Breast tumor classification according to the CIT classification into six subgroups of tumors. (a) Heatmap representing the expression of the 256 genes (nine clusters of genes represented by vertical color bars on the left of the heatmap) through the six groups. (b) Principal component analysis (PCA) of the samples of the coreset according to the 256 gene signature. The first principal component (PC1) represents the combined expression of the three transversal clusters (ER, AR and cell cycle), the second component (PC2) differentiates LumB and NormL. (c) Distribution of mean expression levels of the three transversal gene clusters (ER, AR and Cell Cycle) over the six main molecular subgroups. (d) Comparison of the CIT classification with those obtained using the Sorlie, Hu, Parker and Jönsson systems.

The overall distribution of the six subgroups was determined by three large gene clusters shared by at least two subgroups. The first one (cluster-VI, Figures 1a and c, Supplementary Table 3) containing ESR1 and correlated genes, defined two ER-negative (ER−) and four ER-positive (ER+) subgroups (Figures 1a and c). The second gene cluster (cluster-IV) included the androgen receptor (AR) gene and encompassed five subgroups. Of the six subgroups, four were ER+/PR+/AR+, one was ER−/PR−/AR+ and one was triple negative (AR−/ER−/PR−; Figures 1a and c). Interestingly, cluster-IV included transcription factors FOXA1, SPDEF and XBP1, which are usually associated to the ER-cluster (Bertucci et al., 2006). The third cluster (cluster-II) was predominantly composed of genes regulating DNA replication and cell cycle progression, thus defining elevated cell proliferation. This cluster encompassed both ER− and two ER+ subgroups (Figures 1a and c).

Each subgroup was defined by a specific gene cluster (Supplementary Figure 2) in which we found genes previously part of the Sorlie centroids. Hence, for simplicity we named our subgroups according to the Sorlie subtype (Sorlie et al., 2003). ER+ subgroups were split according to expression levels of the cell cycle cluster. Low proliferative ER+ subgroups were differentiated by clusters-III and IX (Figure 1a, Supplementary Figure 2), comprising respectively genes from the Sorlie luminal-A and normal-like centroids (Supplementary Table 3) and were, thus, designated LumA and NormL. The two high proliferation ER+ subgroups differed sharply in ER-cluster expression levels. The subgroup expressing highest levels of ER was named LumB. The other subgroup, positioned at the boundary between ER+ and ER− tumors, was designated LumC (Figures 1a–c). Noteworthy, 40% of LumC tumors overexpressed the ERBB2/HER2 gene.

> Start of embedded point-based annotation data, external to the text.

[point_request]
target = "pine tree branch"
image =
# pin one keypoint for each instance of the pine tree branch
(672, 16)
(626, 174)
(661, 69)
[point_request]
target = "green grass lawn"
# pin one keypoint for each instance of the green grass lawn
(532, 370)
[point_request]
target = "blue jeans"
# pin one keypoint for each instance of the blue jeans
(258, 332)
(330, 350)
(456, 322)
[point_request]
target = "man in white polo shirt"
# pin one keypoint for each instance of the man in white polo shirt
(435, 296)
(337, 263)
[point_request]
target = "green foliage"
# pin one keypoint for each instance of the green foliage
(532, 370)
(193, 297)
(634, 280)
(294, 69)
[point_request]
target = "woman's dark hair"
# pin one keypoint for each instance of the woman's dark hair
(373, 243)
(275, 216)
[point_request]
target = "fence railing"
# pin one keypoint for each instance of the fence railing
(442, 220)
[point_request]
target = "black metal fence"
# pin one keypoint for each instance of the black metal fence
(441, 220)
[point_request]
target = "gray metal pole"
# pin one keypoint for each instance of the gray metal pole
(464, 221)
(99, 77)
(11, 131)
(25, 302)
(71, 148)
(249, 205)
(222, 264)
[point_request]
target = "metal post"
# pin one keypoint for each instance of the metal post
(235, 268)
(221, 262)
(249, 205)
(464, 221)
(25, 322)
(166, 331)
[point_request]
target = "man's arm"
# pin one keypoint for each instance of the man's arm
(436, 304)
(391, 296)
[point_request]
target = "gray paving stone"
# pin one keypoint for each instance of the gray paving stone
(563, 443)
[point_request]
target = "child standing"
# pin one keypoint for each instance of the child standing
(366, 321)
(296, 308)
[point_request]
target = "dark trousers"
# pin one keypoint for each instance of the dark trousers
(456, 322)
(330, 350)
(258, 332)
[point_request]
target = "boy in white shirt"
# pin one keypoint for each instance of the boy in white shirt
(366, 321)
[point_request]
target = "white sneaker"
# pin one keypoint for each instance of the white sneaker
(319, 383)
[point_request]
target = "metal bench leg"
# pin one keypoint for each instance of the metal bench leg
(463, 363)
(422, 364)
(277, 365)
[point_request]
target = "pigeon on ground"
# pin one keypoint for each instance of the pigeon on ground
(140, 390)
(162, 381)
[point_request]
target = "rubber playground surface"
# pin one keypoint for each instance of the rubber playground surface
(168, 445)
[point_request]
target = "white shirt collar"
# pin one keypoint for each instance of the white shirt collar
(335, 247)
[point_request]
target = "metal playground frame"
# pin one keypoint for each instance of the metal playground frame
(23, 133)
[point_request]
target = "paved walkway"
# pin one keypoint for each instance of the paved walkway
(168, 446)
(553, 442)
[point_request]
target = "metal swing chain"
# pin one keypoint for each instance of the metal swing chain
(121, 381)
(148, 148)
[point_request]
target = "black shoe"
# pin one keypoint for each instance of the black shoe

Next was the AR+/ER−/PR− subgroup (Figure 1b), defined by cluster-VIII. The AR+/ER− status of this subgroup was reminiscent of the previously described ‘molecular-apocrine’ subtype (Farmer et al., 2005) and we designated it mApo. Although ERBB2/HER2 was overexpressed by 72% of the tumors in this subgroup, cluster-VIII did not comprise genes co-amplified with ERBB2/HER2. In fact, ERBB2/HER2+ tumors distributed in mApo and LumC subgroups (Table 1). Finally, the AR−/ER−/PR− subgroup, defined by cluster-I, presented the greatest distance to all others (Figure 1). As it shared genes with the ‘basal-like’ subtype, it was designated BasL (Supplementary Table 3).

Table 1 Molecular subgroups show differential correlation to breast cancer clinico-biological parameters and different sites of metastatic relapse

Molecular subgroups show distinct clinical correlations, metastatic sites and outcomes

BasL and mApo at one end of the spectrum, and LumA and NormL at the other end showed an inverse balance between high-grade and ER/PR positivity (Table 1). TP53 mutation incidence reached 83% in the BasL subgroup and gradually went down to 4% in NormL and LumA tumors (Table 1). This distribution of high-grade/ER− versus low-grade/ER+ cancers was also coherent with the median age of onset: 50 and 62 for BasL and LumA patients, respectively. Correlation with histological type was observed as well. While the BasL subgroup was composed of 98% ductal carcinomas, NormL presented 19% of invasive lobular tumors, representing 53% of all lobular cancers in the dataset, in coherence with previous findings (Bertucci et al., 2008).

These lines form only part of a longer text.